Being into marriage counseling, I cannot avoid reading relevant material when browsing the net. There’s quite a lot of marriage tips out there, coming in articles, books and forum discussions, and while some of this material may be fairly reasonable, most just doesn’t do the trick. Many of those tips are too general, and fast solutions, just like fast food, may look well but won’t do us no good. Recently, I stumbled upon some very favorable reviews of a book called “The Seven Principles for Making Marriage Work”. The author of the book is Dr. John Gottman of Gottman Institute, who, after years of careful relationship research, decided to share his findings with the public. I admit I was interested by the enthusiastic reviews, and since the book wasn’t at all expensive, I decided to see what is was worth.
The first thing that impressed me was that, as I already said, it was based on serious research, mainly an experiment that involved observing the interaction of many couples. The purpose of this experiment was to understand what makes a long-lasting marriage and how can one predict a divorce by checking how partners treated each other. Well, it turns out that we can learn what you shouldn’t say in an argument with your spouse, what behavior might cause a divorce and how to make up. The book is a practical, down to earth guide that every marriage, even a happy one, can benefit from.

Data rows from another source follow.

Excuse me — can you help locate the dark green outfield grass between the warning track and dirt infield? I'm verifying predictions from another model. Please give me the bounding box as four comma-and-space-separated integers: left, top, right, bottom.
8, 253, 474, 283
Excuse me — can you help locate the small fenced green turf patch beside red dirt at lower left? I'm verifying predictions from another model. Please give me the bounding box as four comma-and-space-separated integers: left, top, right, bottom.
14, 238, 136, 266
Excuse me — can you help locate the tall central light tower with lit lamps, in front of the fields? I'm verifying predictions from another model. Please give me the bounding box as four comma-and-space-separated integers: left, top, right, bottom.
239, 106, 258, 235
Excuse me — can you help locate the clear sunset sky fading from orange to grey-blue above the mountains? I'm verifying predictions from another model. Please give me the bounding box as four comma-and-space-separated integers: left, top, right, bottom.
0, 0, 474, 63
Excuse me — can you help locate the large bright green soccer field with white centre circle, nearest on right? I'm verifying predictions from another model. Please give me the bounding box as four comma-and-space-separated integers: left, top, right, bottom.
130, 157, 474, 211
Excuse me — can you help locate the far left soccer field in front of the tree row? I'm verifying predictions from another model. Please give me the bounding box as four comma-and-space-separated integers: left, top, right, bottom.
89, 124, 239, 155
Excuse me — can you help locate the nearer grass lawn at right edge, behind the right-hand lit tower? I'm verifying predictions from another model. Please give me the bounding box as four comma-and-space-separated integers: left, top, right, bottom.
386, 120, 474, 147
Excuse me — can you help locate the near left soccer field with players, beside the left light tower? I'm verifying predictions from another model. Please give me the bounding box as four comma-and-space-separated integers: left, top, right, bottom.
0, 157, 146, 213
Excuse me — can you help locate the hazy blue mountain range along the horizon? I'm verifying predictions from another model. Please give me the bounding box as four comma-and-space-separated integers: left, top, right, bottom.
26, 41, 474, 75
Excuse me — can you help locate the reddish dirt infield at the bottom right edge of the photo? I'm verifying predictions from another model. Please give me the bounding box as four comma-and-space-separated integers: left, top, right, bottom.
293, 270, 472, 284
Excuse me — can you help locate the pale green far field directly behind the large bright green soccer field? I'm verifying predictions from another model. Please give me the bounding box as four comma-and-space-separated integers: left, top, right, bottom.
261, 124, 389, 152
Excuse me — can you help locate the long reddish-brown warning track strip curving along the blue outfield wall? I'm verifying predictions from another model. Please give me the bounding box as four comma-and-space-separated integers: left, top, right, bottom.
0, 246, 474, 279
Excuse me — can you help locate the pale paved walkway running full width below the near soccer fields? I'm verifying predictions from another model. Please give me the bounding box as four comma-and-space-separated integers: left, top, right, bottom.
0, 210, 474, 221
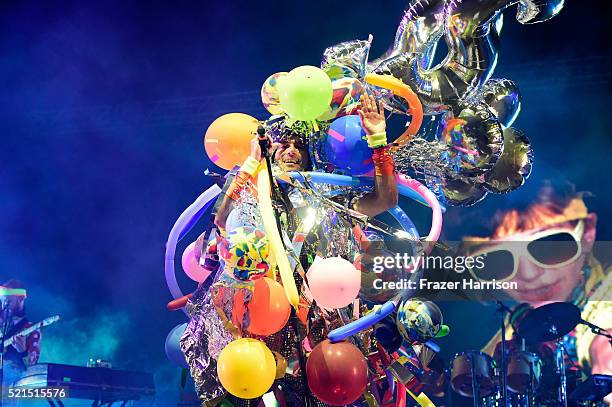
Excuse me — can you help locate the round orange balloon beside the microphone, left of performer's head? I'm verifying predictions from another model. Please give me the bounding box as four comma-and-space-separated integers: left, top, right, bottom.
204, 113, 259, 170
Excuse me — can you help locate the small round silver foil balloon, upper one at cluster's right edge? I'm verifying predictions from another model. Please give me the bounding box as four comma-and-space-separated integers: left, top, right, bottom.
480, 79, 522, 128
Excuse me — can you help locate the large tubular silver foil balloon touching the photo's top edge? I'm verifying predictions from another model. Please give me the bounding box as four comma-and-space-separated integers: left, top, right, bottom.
370, 0, 562, 114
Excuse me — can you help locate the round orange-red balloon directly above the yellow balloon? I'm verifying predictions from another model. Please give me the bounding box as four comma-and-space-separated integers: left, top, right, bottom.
246, 277, 291, 336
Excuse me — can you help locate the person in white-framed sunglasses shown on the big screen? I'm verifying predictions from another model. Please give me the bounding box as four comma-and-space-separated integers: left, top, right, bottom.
462, 182, 612, 402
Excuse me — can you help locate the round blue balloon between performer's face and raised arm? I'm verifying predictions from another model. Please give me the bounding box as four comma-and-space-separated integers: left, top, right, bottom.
322, 115, 374, 175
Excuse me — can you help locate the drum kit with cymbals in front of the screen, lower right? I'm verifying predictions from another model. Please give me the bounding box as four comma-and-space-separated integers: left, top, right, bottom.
425, 302, 612, 407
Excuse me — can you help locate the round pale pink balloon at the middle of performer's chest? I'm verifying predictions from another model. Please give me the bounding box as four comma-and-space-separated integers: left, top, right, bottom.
306, 257, 361, 308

The thing that impressed me even more was the picture of a stable marriage as described by Dr. Gottman. It was quite different from the one we usually imagine or read in various marriage literature. Screaming matches and occasional bad sex happen, stresses Dr. Gottman, and it’s natural. You might think that that’s no big surprise, but these facts are generally overlooked in marriage tips, that usually concentrate on how to overcome those problems – smooth over arguments more quickly or better to avoid them, achieve great sex, etc. It’s not that I’d prefer bad sex to a good one, but we’re all human, and we all have our bad days. That alone will not cause a marriage to fail, and to my opinion, it’s important to legitimize those routine problems by pointing them out, so that some of us wouldn’t think they’re heading for divorce just because they occasionally fight with their spouse.